Publication: Graphic Storytelling, Book Challengers, and Obscenity

Publication: Graphic Storytelling, Book Challengers, and Obscenity

A few weeks ago I received my copy of the new collection Out of the Gutters: Obscenity, Censorship, and Transgression in American Comics, eds. Jorge Santos and Patrick Lawrence. This wonderful collection was kind enough to include my chapter, “Graphic Storytelling, Book Challengers, and Obscenity.” (I can’t post the chapter here but am happy to share it if you email me). I explore the ways in which book challengers attack comics and other graphic storytelling, such as picture books, by deploying narratives of indecency and obscenity. It ties in at times with my article on attempts to contest the meaning of obscenity.

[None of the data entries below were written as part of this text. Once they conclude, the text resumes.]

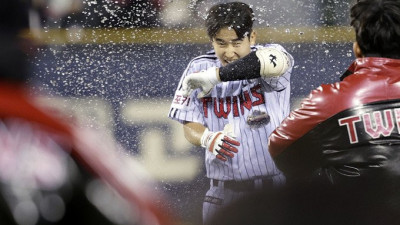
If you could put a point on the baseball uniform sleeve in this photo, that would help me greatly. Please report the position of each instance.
(185, 109)
(249, 67)
(279, 83)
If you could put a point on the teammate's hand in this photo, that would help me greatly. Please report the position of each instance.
(205, 80)
(220, 143)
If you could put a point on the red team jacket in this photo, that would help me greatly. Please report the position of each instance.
(346, 131)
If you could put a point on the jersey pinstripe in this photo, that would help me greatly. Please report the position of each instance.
(232, 102)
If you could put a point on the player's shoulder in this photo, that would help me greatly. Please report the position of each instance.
(270, 45)
(208, 58)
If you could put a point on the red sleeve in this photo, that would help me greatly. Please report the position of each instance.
(314, 109)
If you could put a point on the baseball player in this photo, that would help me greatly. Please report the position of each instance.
(233, 120)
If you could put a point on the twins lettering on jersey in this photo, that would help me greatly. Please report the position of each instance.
(230, 104)
(375, 124)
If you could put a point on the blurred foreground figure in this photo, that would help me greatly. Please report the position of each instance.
(52, 172)
(348, 132)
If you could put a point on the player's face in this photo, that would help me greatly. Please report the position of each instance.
(229, 47)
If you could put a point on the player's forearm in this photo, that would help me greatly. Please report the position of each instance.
(265, 62)
(193, 132)
(247, 67)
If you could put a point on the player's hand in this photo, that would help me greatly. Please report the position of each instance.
(205, 80)
(220, 143)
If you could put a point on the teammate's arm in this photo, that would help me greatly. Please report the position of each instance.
(220, 143)
(265, 62)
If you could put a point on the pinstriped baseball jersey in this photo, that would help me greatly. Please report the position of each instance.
(233, 102)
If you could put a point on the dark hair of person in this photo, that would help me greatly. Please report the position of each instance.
(236, 15)
(14, 19)
(377, 27)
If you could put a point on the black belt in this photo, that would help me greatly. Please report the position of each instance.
(246, 185)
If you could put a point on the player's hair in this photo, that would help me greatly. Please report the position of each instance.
(377, 27)
(236, 15)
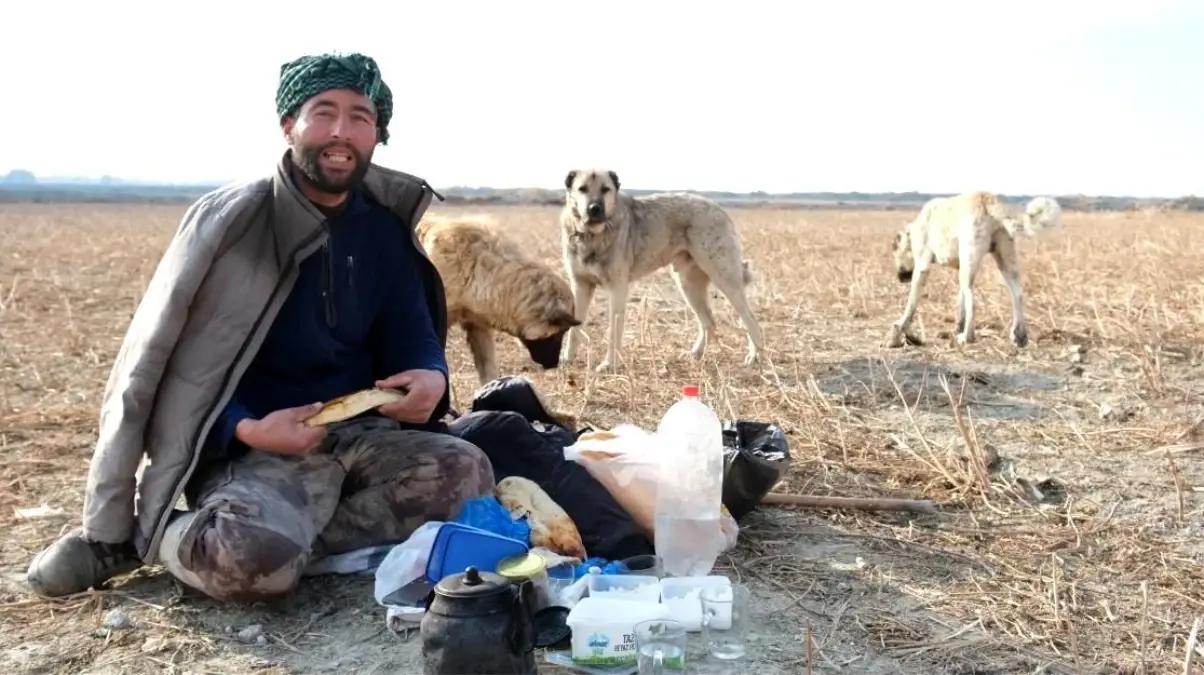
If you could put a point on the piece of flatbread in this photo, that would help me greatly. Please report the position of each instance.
(550, 526)
(348, 406)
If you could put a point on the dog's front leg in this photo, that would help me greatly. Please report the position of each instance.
(966, 298)
(583, 295)
(618, 315)
(484, 354)
(901, 331)
(1009, 267)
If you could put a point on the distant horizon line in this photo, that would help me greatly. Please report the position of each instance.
(118, 182)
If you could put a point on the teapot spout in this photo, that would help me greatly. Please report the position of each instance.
(523, 623)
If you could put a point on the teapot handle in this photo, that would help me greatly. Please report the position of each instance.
(521, 622)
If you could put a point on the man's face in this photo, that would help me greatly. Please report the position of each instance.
(332, 137)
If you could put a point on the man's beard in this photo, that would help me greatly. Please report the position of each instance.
(306, 159)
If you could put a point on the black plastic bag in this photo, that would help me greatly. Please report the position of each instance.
(755, 457)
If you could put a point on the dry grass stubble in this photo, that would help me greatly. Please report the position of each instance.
(1093, 570)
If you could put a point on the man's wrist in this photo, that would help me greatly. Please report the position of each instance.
(245, 431)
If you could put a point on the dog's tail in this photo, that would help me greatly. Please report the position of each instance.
(1040, 215)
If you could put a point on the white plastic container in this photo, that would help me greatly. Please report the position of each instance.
(627, 587)
(605, 629)
(683, 598)
(690, 491)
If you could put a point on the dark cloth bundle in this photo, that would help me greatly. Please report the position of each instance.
(521, 438)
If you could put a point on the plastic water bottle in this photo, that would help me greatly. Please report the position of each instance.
(690, 492)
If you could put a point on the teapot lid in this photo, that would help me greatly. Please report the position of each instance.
(472, 584)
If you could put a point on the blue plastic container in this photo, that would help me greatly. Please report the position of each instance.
(459, 546)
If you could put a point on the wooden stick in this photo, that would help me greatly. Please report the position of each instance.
(862, 503)
(1191, 647)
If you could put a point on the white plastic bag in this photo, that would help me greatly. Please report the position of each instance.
(624, 460)
(406, 562)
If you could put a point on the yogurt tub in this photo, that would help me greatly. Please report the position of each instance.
(605, 629)
(629, 587)
(683, 598)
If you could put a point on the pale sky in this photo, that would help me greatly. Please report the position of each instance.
(1049, 96)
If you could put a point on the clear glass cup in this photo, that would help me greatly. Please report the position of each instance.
(661, 646)
(725, 621)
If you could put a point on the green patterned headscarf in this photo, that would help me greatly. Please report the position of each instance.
(308, 76)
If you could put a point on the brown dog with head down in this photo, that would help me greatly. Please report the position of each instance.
(493, 284)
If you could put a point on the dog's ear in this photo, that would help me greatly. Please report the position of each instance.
(562, 320)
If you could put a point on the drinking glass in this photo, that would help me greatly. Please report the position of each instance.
(661, 646)
(725, 614)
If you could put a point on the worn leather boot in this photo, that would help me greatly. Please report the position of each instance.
(72, 564)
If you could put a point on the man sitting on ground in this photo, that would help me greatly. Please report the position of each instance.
(273, 296)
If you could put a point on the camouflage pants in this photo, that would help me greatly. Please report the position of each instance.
(257, 521)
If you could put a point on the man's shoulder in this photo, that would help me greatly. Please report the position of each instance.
(218, 208)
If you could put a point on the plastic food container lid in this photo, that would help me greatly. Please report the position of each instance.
(525, 566)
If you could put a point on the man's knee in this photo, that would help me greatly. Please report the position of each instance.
(231, 558)
(466, 469)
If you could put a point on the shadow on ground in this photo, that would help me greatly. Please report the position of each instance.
(989, 391)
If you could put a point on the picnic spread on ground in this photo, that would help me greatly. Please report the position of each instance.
(596, 548)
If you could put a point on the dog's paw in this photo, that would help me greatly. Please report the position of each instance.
(897, 338)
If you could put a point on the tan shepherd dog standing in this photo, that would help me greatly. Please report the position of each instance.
(611, 240)
(493, 285)
(958, 232)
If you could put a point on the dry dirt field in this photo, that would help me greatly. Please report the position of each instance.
(1068, 474)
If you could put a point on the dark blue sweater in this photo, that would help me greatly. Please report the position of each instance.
(356, 314)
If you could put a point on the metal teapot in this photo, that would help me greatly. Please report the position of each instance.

This chapter developed thanks to the editors reaching out and asking if I had anything on modern battles around comics. I had some because when I started my censorship research I collected everything. But I also wanted to broaden the scope to include other forms of graphic storytelling because picture books for younger children are targeted frequently by censors today. In exploring the discursive strategies deployed against graphic storytelling I found that they fit into two broad categories. One involved discourses that primarily targeted the content of the material in question. Thus, it did not matter so much to these challengers that the material was visual, it mattered that the author/creator(s) dealt with bad subject matter such as sex, violence, or the existence of LGBTQ people. The second involved discourses that centered on the visual nature of the material. Thus, it may be bad to depict gay people but a book that depicts happy queer people and rainbow flags everywhere was especially dangerous because it attracted the eye of the young.

Apart from my work, the collection is full of amazing chapters that span all kinds of fascinating topics of comics and obscenity. I’ve only had a chance to read a few so far but they all look wonderful and anyone interested in comics and/or obscenity should find a lot to like in this book.

I haven’t had a chance to get the underlying sources up on my data page but I’ll try to get to it soon.